Nur im Einzel erfolgreich: Sylvie Wirth (vorne) und Simone Scherer beim Synchronspringen.

Sylvie Wirth vom Turnverein Liestal (TVL) hat mit über fünf Punkten Vorsprung gestern den Trampolinwettbewerb überlegen gewonnen. Sie triumphierte mit 98.300 Punkten vor Schweizer-Meisterin Simone Scherer (ebenfalls TVL), die 93.100 Punkte totalisierte. Janina Müller als Dritte des TVL auf dem Podest, büsste bereits sieben Zähler auf die Siegerin ein. Erfreulich war auch der Vollerfolg von Tobias Herrmann im Mannnschaftswettbewerb. Der Liestaler holte im Synchron zusammen mit dem Zürcher Fabian Wyler den Titel und damit den Lorbeer-Kopfschmuck.

Es waren aus Baselbieter Sicht die Einzelwettkämpfe, welche die Zuseher stark beeindruckten, wo sich die Liestalerinnen drei Lorbeer-Kränze in Empfang nehmen durften. Dies war noch lange nicht das Ende der sogenannten Fahnenstange. Die Liestalerinnen turnten in den Nachwuchskategorien ebenfalls herausragend. Mit zehn Medaillen dokumentierten sie, wo im Land am besten und am zielführendsten gearbeitet wird.

Das Nordwestschweizerische Kunstturn- und Trampolinzentrum (NKL), wo die Liestalerinnen trainieren, leiste hier aussergewöhnlich gute Arbeit, kommentierte der Baselbieter Felix Stingelin, Chef Spitzensport im Schweizerischen Turnverband (STV). «Das NKL ist ein Paradebeispiel für perfekte turnerische und athletische Grundausbildung», lobte Stingelin die Arbeit von Cheftrainerin Svetlana Ihnatovich. «All die heutigen Erfolge kommen nicht aus dem Nichts», sagte er gestern freudig aus Sicht des Basler Landkantons. Dennoch: «Als Chef Spitzensport im STV wäre es mir auch recht, wenn alle Zentren im Land auf Augenhöhe zueinander wären».

Sylvie Wirth hat sich keine solchen Gedanken machen müssen. «Ich bin glücklich und sehr zufrieden, dass ich hier gewinnen konnte, obwohl ich keinen perfekten Auftritt hatte». Die SM-Zweite beurteilte das Eidgenössische als ganz normales Turnier. «Ein Wettkampf ist ein Wettkampf, wo grundsätzlich alles immer offen ist», analysierte die 19-jährige Sportklassen-Schülerin am Gymnasium Liestal.
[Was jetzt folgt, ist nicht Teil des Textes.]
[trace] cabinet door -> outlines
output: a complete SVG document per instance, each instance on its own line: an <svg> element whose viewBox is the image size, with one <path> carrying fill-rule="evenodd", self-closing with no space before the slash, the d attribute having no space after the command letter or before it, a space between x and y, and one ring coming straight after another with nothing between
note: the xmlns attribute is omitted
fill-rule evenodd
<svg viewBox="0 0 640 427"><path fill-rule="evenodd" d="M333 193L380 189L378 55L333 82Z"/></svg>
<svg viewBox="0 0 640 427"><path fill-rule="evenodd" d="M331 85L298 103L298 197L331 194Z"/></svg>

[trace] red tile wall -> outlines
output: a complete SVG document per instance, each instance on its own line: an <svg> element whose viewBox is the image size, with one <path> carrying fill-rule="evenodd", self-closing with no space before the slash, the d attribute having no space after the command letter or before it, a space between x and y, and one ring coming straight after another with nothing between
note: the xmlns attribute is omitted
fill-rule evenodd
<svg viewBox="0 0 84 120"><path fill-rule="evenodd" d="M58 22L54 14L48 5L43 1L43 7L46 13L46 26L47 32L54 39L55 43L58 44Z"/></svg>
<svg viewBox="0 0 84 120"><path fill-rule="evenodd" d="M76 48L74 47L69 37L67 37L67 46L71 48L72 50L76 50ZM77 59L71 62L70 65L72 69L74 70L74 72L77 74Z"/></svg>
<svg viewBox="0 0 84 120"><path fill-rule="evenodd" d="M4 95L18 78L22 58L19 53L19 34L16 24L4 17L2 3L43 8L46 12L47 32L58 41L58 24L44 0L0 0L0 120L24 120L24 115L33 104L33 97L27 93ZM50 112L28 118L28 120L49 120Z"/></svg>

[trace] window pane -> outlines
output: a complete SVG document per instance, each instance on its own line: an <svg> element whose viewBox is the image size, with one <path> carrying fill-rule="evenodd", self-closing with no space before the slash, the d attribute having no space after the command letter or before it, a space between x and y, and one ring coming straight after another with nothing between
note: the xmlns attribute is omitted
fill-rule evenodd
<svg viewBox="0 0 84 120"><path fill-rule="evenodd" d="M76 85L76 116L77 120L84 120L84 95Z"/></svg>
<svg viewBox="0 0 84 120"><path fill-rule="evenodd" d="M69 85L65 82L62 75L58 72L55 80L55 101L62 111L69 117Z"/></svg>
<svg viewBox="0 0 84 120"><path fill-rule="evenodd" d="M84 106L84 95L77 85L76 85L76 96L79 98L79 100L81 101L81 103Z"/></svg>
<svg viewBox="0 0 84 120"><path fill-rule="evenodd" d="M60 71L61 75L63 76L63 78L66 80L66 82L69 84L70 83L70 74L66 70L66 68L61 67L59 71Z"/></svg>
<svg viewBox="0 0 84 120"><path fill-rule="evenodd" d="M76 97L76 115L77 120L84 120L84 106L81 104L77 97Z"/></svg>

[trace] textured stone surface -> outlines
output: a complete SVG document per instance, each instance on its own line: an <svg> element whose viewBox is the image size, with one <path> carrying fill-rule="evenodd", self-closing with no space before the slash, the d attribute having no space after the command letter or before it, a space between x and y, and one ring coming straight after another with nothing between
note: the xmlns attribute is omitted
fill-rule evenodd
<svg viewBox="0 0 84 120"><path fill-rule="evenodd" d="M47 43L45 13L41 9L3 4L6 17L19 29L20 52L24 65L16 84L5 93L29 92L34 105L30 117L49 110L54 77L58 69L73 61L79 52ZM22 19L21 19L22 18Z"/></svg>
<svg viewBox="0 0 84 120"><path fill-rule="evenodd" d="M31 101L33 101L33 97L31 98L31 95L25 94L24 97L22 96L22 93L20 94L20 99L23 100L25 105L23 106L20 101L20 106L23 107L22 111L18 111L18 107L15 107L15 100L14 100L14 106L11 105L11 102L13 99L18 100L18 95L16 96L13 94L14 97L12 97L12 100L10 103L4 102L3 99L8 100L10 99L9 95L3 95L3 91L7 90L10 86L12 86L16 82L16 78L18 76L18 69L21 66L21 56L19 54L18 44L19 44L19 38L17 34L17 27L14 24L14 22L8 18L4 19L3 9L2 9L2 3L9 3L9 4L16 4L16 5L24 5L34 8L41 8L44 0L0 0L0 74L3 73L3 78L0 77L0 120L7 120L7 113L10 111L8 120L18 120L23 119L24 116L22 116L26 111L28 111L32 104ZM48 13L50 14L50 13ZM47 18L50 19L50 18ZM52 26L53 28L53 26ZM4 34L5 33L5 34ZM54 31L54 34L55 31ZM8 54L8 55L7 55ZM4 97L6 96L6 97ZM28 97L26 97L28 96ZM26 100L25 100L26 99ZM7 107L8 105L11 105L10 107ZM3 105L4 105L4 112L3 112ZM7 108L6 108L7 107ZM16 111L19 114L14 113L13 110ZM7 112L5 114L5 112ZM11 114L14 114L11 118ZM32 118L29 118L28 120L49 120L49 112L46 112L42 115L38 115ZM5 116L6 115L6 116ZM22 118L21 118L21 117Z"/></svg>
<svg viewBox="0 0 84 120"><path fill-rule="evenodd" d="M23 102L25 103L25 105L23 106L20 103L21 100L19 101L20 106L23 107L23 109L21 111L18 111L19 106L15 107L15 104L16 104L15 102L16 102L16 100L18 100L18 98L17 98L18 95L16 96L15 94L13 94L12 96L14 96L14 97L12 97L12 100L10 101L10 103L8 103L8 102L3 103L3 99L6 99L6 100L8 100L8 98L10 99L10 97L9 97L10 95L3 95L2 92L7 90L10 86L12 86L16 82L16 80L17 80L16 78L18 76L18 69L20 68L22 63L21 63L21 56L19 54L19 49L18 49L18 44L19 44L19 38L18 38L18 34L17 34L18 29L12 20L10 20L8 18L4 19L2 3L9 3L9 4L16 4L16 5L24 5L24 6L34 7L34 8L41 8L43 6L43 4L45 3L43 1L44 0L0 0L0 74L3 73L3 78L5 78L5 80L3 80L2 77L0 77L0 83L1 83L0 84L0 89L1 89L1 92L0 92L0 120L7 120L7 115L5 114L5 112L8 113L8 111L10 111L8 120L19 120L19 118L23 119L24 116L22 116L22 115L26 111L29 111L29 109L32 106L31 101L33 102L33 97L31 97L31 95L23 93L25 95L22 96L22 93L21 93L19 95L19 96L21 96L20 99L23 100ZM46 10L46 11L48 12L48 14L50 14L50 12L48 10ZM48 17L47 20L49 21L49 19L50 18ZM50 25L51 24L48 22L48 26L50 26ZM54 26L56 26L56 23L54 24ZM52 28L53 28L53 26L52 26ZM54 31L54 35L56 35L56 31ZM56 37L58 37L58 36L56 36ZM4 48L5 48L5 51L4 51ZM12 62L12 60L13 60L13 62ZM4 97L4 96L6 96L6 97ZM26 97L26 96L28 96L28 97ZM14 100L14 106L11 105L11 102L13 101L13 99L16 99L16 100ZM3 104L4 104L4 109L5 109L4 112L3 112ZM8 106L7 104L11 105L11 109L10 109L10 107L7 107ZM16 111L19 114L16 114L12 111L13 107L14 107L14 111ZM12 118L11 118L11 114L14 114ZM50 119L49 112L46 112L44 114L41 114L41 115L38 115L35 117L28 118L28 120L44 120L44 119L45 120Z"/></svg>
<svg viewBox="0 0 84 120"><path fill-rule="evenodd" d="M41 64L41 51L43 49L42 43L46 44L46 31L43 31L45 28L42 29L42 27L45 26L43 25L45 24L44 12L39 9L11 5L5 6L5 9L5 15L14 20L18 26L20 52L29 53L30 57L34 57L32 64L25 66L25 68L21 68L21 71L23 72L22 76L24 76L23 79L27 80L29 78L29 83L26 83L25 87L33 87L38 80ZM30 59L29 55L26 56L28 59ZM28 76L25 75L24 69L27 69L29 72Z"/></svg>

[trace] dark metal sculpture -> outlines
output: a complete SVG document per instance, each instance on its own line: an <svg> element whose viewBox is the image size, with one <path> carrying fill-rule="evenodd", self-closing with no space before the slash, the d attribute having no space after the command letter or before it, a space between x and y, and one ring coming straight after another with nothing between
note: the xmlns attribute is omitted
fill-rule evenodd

Quasi nebenbei dankte Wirth der Leistungssportförderung Baselland (LSF), ohne deren Unterstützung der Erfolg so nicht möglich gewesen wäre.

Schweizer-Meisterin Simone Scherer belegte «nur» den zweiten Platz, weil sie im Vorkampf in der Kür einen folgenschweren Fehler beging. «Ich habe einen Sprung zu wenig gemacht, weil ich während des Wettkampfs das Programm geändert hatte. Dies gibt gemäss Reglement drei Punkte Abzug». Im Final drehte das LSF-Mitglied, das Ende Jahr in Liestal maturieren wird, mächtig auf. «Die Kür passte perfekt», freute sich Scherer sichtbar. Sie und Sylvie Wirth haben grosse Ziele vor Augen. Sie wollen sich für die Weltmeisterschaften in Bulgarien qualifizieren und vorher noch Weltcup-Prüfungen bestreiten. Immer mit der notwendigen Seriosität und dem Willen, stets das Beste zu geben.

Tobias Herrmann siegte an sich überraschend, jedoch nicht ganz unerwartet. «Mein Ziel war, alle drei Übungen voll durchzuturnen. Das ist mir gelungen. Insgesamt habe ich auf einem Podestplatz gehofft, diesen so aber nicht erwartet». Der 20-jährige Maturand war nämlich «belastet». «Nächste Woche habe ich in Basel meine letzten mündlichen Prüfungen», umschrieb das TVL-Mitglied seine aktuelle berufliche Situation.